European Central Bank – Still Hawkish, But No Hike.
Rate Announcement: December 6, 2007 at 12:45 GMT
Bias: No Change, But Chance of Rate Hike

When it comes to discussing price stability, the European Central Bank has been one of the most hawkish central banks throughout the year. After the November policy meeting, ECB President Trichet continued to note upside inflation risks and proclaimed that “monetary policy stands ready to counter upside risks to price stability.” Meanwhile, Trichet touted the strength of the Euro-zone economy and was optimistic regarding GDP forecasts, as resilience in emerging markets is likely to offset the impact of a slowdown in the US. Nevertheless, “the ongoing reappraisal of risk in financial markets…led to continued uncertainty,” and supported the case for leaving rates steady. Will this very same “continued uncertainty” lead the ECB to leave rates unchanged again in December? That’s what the markets are counting on.

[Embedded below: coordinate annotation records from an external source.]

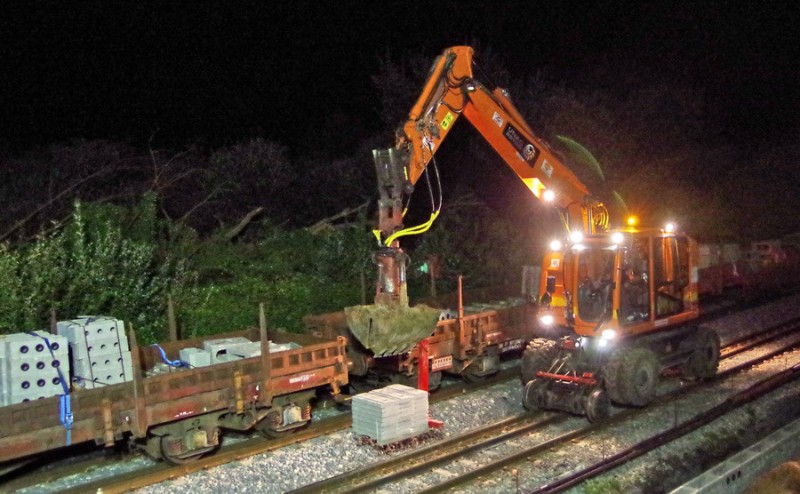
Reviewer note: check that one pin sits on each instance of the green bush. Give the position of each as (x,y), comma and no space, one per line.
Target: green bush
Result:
(91,267)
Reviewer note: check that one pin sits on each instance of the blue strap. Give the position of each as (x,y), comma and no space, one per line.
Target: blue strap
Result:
(65,403)
(171,363)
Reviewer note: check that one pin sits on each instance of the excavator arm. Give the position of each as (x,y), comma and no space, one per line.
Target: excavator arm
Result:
(450,93)
(391,326)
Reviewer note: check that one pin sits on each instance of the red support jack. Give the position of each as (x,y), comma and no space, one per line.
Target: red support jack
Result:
(422,377)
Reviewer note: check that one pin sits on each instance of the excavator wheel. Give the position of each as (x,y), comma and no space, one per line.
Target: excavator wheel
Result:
(631,375)
(704,360)
(532,394)
(538,356)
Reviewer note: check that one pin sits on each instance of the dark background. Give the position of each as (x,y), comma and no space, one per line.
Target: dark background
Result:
(215,72)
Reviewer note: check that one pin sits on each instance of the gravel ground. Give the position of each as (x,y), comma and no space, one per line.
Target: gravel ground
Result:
(324,457)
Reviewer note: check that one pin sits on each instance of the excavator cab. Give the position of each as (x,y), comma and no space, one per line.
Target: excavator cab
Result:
(613,316)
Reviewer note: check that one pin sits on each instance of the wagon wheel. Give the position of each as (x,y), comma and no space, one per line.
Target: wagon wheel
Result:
(172,451)
(471,376)
(267,426)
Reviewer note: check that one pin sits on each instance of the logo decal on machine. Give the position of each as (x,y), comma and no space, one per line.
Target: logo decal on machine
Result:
(447,120)
(496,118)
(526,150)
(442,363)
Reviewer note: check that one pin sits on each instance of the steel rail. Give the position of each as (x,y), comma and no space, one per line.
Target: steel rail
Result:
(744,397)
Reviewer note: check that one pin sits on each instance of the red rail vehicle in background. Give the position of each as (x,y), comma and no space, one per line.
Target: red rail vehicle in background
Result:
(467,341)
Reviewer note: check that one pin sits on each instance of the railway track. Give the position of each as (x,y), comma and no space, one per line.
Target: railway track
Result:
(386,474)
(154,471)
(160,471)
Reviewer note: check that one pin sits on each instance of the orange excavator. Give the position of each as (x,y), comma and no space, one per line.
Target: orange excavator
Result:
(615,305)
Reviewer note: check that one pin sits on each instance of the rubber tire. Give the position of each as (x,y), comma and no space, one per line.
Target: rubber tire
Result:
(538,356)
(704,360)
(631,376)
(531,394)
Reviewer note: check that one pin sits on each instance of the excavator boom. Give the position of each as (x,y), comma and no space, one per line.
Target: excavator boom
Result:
(451,92)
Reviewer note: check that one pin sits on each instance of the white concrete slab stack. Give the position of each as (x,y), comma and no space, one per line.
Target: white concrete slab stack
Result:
(29,369)
(100,352)
(390,414)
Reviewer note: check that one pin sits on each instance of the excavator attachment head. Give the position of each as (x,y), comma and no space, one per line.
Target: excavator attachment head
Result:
(391,329)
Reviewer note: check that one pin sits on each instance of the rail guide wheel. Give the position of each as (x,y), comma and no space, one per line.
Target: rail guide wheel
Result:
(597,405)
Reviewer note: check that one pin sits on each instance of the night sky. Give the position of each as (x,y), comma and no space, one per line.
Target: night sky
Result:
(219,72)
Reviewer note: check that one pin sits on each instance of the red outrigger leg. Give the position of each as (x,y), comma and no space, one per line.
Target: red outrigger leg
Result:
(422,378)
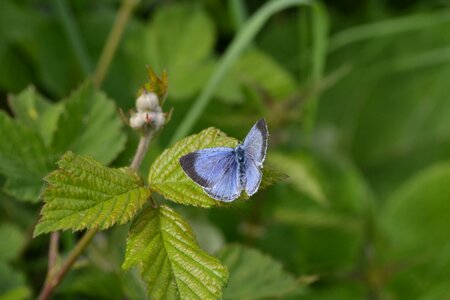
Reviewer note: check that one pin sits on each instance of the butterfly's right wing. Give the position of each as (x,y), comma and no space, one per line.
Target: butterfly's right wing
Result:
(228,187)
(255,143)
(214,169)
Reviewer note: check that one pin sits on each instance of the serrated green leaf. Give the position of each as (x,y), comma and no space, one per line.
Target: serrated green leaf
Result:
(254,275)
(12,284)
(167,177)
(23,159)
(89,125)
(12,241)
(163,245)
(36,112)
(84,194)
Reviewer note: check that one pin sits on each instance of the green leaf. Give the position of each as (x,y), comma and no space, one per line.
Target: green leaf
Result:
(163,245)
(84,194)
(36,112)
(415,223)
(168,43)
(167,177)
(12,284)
(254,275)
(89,125)
(12,242)
(300,176)
(23,159)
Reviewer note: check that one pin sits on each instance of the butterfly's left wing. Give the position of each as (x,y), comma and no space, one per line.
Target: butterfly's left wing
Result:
(253,177)
(255,143)
(207,166)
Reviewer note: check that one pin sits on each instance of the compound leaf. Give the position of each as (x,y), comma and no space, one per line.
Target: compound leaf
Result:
(24,159)
(167,177)
(163,246)
(254,275)
(84,194)
(89,125)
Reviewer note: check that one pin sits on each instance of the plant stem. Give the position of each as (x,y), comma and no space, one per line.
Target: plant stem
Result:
(54,280)
(53,252)
(113,40)
(141,149)
(54,277)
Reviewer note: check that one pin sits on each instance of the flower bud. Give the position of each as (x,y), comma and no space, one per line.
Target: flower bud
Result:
(137,121)
(148,102)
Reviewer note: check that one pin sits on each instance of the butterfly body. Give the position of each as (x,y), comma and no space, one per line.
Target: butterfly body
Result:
(225,172)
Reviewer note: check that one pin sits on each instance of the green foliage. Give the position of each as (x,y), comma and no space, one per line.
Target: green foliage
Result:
(260,71)
(172,32)
(36,112)
(254,275)
(12,284)
(163,245)
(24,159)
(84,194)
(364,138)
(300,176)
(12,243)
(167,177)
(89,125)
(412,221)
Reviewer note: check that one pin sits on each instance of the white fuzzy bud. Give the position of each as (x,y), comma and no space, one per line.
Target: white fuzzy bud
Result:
(137,121)
(159,119)
(148,102)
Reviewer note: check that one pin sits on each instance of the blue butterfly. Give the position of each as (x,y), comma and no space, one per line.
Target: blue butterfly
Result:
(224,172)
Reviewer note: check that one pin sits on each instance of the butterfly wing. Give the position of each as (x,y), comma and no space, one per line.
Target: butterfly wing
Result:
(228,187)
(207,166)
(255,143)
(253,177)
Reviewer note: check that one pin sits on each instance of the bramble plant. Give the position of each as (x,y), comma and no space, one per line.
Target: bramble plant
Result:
(95,205)
(83,194)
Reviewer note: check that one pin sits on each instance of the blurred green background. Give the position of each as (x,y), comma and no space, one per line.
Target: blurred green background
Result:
(357,98)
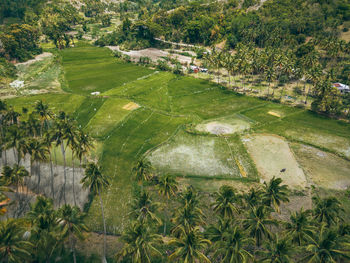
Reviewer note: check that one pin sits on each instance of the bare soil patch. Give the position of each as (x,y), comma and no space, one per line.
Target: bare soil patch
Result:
(271,154)
(222,127)
(131,106)
(274,114)
(153,53)
(323,169)
(37,58)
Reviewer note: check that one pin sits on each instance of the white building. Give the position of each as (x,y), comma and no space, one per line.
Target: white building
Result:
(342,87)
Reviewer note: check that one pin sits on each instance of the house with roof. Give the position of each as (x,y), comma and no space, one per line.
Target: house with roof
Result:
(341,87)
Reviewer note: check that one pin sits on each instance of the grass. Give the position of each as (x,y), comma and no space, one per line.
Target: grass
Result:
(107,116)
(89,69)
(168,102)
(57,102)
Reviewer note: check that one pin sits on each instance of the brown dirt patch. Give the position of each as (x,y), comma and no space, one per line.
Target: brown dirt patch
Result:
(274,114)
(131,106)
(271,154)
(323,169)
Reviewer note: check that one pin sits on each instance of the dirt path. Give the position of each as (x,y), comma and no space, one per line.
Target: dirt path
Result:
(37,58)
(153,53)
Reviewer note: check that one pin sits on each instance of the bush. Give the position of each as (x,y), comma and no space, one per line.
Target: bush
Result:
(163,65)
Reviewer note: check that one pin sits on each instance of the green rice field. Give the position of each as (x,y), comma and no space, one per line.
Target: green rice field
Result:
(158,127)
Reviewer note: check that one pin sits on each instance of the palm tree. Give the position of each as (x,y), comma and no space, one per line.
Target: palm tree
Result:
(13,248)
(96,182)
(326,246)
(257,221)
(140,243)
(144,209)
(189,214)
(167,187)
(43,231)
(215,232)
(14,135)
(47,142)
(142,170)
(299,227)
(225,200)
(71,136)
(277,250)
(189,247)
(253,197)
(71,220)
(44,114)
(327,210)
(231,249)
(38,153)
(274,193)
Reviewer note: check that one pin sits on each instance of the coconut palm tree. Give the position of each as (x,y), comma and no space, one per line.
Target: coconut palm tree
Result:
(232,247)
(96,182)
(43,230)
(327,210)
(47,142)
(326,246)
(13,248)
(71,220)
(215,232)
(14,135)
(225,200)
(44,114)
(140,244)
(299,227)
(275,193)
(142,170)
(189,247)
(144,209)
(253,197)
(189,214)
(59,136)
(167,187)
(277,250)
(257,223)
(37,151)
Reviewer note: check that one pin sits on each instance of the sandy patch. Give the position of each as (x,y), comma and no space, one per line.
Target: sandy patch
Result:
(131,106)
(271,154)
(323,169)
(274,114)
(194,155)
(37,58)
(222,128)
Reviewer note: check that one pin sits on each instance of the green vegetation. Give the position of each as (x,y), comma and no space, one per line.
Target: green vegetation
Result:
(90,69)
(179,165)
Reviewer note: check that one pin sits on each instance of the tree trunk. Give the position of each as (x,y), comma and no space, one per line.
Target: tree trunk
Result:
(104,229)
(39,177)
(64,172)
(72,247)
(52,177)
(75,203)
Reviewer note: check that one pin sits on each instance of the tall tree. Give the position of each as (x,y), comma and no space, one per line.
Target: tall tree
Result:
(140,243)
(225,200)
(189,247)
(275,193)
(13,248)
(167,187)
(96,182)
(71,220)
(232,247)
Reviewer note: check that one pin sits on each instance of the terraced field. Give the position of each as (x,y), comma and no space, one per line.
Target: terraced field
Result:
(176,123)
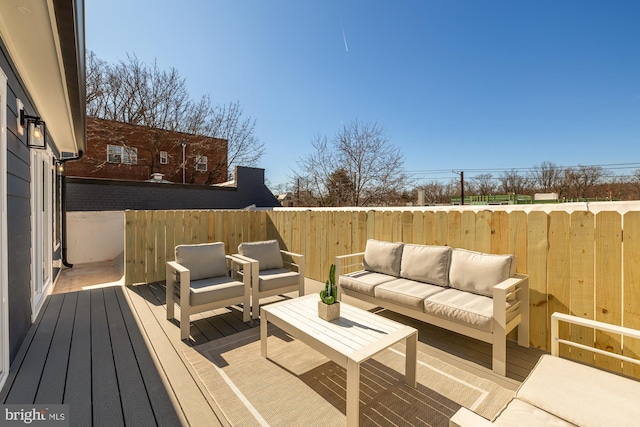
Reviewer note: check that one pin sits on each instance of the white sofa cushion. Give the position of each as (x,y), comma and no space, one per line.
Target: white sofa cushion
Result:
(219,288)
(429,264)
(203,261)
(522,414)
(585,396)
(277,278)
(383,257)
(267,253)
(462,307)
(405,292)
(363,281)
(478,272)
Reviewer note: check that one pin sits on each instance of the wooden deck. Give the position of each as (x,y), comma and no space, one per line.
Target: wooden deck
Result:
(110,353)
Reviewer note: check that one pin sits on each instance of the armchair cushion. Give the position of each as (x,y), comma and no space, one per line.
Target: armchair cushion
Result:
(462,307)
(429,264)
(204,261)
(219,288)
(383,257)
(479,272)
(277,278)
(267,253)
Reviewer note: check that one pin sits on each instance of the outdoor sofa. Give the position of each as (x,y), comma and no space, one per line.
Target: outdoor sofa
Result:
(560,392)
(471,293)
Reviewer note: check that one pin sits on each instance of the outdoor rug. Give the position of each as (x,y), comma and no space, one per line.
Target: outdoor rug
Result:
(297,386)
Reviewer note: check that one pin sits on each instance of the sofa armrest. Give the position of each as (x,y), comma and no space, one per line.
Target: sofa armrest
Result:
(175,270)
(510,298)
(511,307)
(344,262)
(298,260)
(465,417)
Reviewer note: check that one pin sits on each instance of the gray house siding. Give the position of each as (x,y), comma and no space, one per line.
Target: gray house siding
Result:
(18,210)
(101,195)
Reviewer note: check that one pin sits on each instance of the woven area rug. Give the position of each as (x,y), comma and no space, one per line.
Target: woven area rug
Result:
(297,386)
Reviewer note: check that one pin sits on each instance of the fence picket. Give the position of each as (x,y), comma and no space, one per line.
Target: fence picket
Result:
(577,263)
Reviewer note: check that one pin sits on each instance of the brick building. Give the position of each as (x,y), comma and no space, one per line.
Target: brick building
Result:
(124,151)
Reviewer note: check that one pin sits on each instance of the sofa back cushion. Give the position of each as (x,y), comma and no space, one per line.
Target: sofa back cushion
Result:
(203,261)
(267,253)
(478,272)
(383,257)
(429,264)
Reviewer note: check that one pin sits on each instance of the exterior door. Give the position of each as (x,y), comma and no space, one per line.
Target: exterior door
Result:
(4,263)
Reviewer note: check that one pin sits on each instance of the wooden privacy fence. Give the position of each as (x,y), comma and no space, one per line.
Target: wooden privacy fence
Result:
(580,263)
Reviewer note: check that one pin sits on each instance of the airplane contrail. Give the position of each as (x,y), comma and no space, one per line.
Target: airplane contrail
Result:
(344,37)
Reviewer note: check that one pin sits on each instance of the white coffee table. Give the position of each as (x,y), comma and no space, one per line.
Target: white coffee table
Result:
(348,341)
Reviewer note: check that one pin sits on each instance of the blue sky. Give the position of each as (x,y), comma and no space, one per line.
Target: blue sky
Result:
(458,85)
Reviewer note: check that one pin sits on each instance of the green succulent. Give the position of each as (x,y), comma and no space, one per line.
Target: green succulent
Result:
(329,294)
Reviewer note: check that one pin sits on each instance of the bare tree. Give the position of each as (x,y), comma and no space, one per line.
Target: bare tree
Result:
(436,192)
(547,177)
(512,182)
(364,158)
(134,92)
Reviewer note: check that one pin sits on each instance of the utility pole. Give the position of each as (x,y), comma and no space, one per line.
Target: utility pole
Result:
(461,173)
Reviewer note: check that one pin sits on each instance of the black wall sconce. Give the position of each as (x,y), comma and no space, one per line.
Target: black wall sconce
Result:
(36,130)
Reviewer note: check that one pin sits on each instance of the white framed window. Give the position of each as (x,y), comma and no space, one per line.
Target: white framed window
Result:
(4,257)
(114,153)
(130,155)
(201,163)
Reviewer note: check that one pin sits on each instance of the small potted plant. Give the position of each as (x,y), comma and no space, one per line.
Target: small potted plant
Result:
(329,306)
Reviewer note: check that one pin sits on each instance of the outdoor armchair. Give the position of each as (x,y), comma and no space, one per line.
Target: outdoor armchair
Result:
(204,278)
(270,274)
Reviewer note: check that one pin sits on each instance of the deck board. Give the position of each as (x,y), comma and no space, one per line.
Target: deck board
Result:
(53,380)
(78,387)
(111,355)
(136,406)
(161,402)
(107,409)
(165,336)
(28,378)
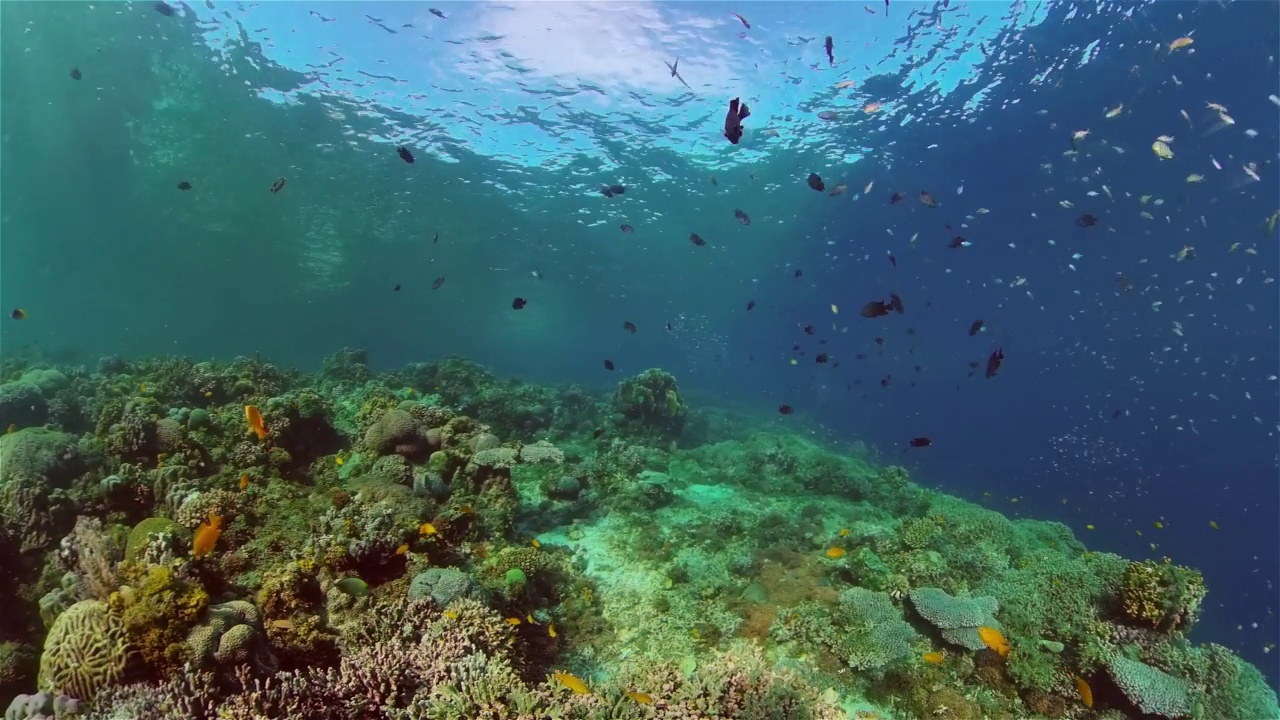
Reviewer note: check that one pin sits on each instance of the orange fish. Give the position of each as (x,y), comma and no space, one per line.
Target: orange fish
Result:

Currently, futures are pricing in no change in rates on Thursday, as price stability remains the primary concern of the ECB. This is rather unsurprising as their hawkish stance has been justified by November CPI estimates of 3.0 percent, which is well above their 2.0 percent ceiling. Furthermore, the unemployment rate for the Euro-zone fell to a record low of 7.2 percent in October, which may help to support consumer sentiment and thus, spending, going forward. Also faring well was the manufacturing sector, with PMI improving to 52.8 from 51.5. However, just like the UK and the US, Euro-zone credit conditions are still extremely tight and financial markets remain easily spooked and prone to volatility. As a result, the markets are betting that the ECB will leave rates unchanged at 4.00 percent on Thursday, but the deal-breaker for Euro bulls is whether or not Trichet will remain hawkish in his subsequent policy statement: If the ECB President notes the phrase “strong vigilance,” traders may immediately start betting on a hike in January, as this has previously served as an excellent signal of impending policy action. On the other hand, if the policy statement is essentially a reprint of the report from the month prior, or the ECB focuses more on the downside risks to growth, the Euro could falter as the markets judge that Trichet’s monetary policy tightening cycle is done for good.